T.F. Exemplifies a Rap Professional on “Unprofessional Shit”

Unprofessional Shit by T.F.

“This that automatic kill shit/This that fuck a hook, this that real shit”

These are words you won’t find very commonly when trying to make it in the rap industry. Essentially, Hip Hop today is packed full with bangers with powerful bass, arpeggiated hi hats, and most importantly a catchy hook. Although this formula makes for a good radio hit, it masks lyricism, storytelling, and the messages that rappers are trying to get out. In other words, even in their own music they are unable to be fully heard. The solution, however, is simply to take away those elements and leave room for the artist to speak. “Unprofessional Shit” by T.F. does that and more.

Story | Nico Blitz

Coming off of the Blank Face Tour with his Los Angeles conglomerate in ScHoolboy Q and Traffic, T.F. doesn’t know how to take a day off as he promotes his new single “Unprofessional Shit” with a music video that undeniably compliments the song. It’s simple. We’re also put in a position to focus on his words, rather than the beat, similarly to how we’re meant to focus on him (the lone person in the video) than any distraction in the background.

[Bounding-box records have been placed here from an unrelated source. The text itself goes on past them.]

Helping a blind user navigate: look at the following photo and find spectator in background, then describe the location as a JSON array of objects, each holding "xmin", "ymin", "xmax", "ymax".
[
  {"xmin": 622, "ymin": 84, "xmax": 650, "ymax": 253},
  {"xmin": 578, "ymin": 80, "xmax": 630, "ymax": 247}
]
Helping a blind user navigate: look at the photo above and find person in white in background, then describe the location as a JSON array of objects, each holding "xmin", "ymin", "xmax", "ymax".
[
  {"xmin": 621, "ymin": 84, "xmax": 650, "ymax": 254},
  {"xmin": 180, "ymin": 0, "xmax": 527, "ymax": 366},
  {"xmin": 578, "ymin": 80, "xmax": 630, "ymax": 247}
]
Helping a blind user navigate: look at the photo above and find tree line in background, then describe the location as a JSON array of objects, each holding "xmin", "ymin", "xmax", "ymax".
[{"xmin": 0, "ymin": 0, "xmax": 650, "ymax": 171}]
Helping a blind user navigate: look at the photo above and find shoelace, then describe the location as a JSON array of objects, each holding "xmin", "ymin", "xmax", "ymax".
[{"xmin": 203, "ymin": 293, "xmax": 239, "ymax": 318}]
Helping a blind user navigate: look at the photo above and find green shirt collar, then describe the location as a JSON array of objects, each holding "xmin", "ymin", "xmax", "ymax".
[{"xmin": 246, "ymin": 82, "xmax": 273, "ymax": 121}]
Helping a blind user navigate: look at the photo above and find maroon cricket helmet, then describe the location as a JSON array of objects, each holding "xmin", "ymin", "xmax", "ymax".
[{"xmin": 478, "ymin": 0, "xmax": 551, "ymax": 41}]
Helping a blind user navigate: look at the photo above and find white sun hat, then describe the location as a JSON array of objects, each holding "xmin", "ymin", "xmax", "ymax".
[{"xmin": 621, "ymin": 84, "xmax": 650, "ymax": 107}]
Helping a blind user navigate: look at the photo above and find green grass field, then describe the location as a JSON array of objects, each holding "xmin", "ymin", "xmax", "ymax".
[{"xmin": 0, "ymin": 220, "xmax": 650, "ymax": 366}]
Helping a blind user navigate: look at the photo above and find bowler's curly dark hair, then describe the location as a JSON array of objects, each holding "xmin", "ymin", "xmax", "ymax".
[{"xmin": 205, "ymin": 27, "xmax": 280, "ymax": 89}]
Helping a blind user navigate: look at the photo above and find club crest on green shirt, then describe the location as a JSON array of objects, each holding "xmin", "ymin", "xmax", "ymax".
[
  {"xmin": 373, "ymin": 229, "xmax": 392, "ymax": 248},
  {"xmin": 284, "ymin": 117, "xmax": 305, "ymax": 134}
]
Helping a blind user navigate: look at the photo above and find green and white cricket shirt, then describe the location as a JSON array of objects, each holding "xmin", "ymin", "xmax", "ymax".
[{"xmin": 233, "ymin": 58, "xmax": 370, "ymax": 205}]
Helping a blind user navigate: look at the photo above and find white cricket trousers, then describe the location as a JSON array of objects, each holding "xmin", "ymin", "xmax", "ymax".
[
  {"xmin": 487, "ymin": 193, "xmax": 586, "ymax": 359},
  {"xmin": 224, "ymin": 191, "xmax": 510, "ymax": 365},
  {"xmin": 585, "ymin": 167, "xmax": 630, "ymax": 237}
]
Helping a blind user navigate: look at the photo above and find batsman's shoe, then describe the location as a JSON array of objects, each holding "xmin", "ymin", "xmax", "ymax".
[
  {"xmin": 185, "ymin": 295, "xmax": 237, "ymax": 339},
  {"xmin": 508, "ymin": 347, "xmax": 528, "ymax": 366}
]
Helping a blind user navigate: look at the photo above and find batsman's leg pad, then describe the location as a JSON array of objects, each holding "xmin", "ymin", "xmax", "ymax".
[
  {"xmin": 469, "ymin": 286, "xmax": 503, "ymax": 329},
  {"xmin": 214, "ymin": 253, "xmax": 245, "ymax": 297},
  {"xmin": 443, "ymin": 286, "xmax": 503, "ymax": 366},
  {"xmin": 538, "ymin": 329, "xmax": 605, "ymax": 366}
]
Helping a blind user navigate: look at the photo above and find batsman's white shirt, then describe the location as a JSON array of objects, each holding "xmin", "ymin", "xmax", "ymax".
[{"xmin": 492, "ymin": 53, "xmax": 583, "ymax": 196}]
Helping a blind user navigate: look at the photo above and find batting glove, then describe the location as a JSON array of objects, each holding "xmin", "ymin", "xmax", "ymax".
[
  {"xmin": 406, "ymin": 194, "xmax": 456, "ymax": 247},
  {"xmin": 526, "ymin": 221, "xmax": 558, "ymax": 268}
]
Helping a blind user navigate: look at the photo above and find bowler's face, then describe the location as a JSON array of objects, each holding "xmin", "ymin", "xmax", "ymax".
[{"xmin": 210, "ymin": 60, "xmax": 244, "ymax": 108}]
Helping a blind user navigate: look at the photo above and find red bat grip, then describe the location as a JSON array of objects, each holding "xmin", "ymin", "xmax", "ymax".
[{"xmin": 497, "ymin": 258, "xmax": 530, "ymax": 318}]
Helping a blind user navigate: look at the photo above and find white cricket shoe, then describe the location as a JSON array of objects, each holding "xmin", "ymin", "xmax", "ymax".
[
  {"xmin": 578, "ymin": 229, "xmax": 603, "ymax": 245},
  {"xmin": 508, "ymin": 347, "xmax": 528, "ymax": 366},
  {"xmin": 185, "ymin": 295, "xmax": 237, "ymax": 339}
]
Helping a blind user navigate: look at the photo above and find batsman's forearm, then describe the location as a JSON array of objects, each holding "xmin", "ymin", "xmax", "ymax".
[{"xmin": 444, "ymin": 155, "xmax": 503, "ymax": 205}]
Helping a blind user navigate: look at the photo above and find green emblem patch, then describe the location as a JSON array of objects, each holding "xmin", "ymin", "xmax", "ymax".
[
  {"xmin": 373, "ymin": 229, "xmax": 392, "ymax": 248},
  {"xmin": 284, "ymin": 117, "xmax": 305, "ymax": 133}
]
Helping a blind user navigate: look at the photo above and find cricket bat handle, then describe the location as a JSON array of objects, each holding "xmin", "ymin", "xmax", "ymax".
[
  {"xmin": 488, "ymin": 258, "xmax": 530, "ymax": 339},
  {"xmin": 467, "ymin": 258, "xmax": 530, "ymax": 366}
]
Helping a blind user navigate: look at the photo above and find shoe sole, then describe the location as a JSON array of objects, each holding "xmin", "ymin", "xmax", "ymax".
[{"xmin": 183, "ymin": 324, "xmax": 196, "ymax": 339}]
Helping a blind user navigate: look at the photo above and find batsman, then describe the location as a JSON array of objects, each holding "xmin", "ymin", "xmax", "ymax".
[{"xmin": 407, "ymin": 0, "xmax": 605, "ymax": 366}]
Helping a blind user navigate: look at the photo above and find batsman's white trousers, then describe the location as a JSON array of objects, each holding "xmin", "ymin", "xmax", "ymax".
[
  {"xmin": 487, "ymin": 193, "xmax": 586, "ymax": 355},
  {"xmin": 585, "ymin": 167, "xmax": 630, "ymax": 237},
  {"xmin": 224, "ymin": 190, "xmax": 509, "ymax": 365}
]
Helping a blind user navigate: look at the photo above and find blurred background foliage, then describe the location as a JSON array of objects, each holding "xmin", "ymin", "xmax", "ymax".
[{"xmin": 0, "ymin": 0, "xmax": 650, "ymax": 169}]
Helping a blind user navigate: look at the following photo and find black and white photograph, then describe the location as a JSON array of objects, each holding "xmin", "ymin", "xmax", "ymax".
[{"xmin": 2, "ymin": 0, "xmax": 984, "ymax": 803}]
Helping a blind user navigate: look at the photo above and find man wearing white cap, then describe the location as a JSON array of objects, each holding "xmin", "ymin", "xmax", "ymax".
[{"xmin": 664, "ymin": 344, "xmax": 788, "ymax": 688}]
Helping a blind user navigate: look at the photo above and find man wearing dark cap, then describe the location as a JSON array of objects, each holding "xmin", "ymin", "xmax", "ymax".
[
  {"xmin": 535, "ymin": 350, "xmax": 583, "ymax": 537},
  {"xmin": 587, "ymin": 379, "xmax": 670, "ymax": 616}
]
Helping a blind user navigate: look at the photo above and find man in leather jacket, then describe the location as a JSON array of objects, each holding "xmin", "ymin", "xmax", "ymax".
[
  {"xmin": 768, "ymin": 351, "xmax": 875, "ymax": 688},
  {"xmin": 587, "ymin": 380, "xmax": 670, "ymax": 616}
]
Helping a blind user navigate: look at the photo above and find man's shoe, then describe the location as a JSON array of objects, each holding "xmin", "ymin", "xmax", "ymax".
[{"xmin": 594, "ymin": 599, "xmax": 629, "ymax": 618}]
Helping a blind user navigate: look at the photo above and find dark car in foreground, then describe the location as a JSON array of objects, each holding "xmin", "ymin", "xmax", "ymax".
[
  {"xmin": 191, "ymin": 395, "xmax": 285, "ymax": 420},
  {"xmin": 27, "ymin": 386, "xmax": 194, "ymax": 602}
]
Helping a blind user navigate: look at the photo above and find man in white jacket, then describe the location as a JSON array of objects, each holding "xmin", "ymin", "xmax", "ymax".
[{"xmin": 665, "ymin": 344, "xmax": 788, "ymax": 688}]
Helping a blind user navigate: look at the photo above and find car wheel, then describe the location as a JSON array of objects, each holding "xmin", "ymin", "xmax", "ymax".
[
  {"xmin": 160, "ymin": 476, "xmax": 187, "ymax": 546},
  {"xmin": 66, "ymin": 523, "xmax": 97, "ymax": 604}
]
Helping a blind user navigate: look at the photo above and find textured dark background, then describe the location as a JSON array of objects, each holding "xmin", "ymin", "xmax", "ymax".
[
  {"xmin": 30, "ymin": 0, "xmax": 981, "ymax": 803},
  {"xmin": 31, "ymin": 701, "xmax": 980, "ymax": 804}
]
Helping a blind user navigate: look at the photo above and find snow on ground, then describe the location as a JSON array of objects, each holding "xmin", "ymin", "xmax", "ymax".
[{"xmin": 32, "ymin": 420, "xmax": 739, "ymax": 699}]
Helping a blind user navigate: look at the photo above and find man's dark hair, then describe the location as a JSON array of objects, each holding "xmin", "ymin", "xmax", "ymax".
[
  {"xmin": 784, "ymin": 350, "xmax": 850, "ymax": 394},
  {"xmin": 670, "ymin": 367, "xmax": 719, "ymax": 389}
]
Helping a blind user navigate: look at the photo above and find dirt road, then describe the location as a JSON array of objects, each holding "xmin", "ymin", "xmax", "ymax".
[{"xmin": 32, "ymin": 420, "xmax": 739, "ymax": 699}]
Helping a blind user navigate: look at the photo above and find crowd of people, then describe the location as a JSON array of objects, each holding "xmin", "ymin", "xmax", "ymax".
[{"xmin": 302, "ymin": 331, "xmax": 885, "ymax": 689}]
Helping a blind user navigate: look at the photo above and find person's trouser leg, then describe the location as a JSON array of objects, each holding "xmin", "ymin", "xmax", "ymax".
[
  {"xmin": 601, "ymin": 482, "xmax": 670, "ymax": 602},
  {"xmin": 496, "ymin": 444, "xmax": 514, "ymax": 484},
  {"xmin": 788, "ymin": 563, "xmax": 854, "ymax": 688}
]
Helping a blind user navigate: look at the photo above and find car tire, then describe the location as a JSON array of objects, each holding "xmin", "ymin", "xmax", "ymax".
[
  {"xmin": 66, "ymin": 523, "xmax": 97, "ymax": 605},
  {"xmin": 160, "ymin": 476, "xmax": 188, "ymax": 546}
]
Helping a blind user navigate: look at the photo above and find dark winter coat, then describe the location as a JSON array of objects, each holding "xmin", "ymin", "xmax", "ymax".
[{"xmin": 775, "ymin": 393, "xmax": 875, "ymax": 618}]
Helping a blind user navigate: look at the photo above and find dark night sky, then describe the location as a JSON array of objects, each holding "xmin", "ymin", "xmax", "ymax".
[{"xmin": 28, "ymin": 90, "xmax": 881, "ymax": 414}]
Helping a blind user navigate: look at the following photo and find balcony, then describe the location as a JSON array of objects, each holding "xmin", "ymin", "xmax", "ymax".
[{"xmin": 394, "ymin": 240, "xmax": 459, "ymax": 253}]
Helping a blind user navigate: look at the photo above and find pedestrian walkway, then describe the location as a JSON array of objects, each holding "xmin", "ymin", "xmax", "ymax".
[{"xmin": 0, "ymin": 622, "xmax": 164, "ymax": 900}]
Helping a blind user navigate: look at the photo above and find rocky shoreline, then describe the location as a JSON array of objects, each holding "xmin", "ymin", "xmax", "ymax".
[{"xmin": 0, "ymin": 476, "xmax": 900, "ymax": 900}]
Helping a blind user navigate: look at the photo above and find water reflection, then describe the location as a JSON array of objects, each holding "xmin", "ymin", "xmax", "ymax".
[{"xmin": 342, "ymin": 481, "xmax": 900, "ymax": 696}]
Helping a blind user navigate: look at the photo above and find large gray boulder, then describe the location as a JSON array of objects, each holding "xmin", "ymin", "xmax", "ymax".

As cliché as it sounds, “Unprofessional Shit” is a reminder to be you. Think of the song in terms of a job interview. When you walk into the interview you immediately put on a professional persona from the way you dress and the way you talk, all to maintain the impression that you’re the right fit. T.F. throws a middle finger when it comes to this, simply because he believes he can break into the industry without sugarcoating his music.

More than half of the song contains bars that start off with “This that…” which leads into a metaphor pertaining to his skill level:

“This that classic Ray Allen, Supersonics/This that Super Saiyan in that hyperbolic”

And just like a job interview, you’ve got to come prepared by knowing exactly who you are and what you offer.

Relating back to the Hip Hop industry, T.F. seems adamant on his ‘no hooks’ music. It revives Hip Hop to its beginning stages where emcees would get on a track to spit a hot 16 bars and call it a day. As risky as it seems to make it big in the new sounds of the industry, we’re confident T.F. has more than enough juice to popularize his style and reformat the game.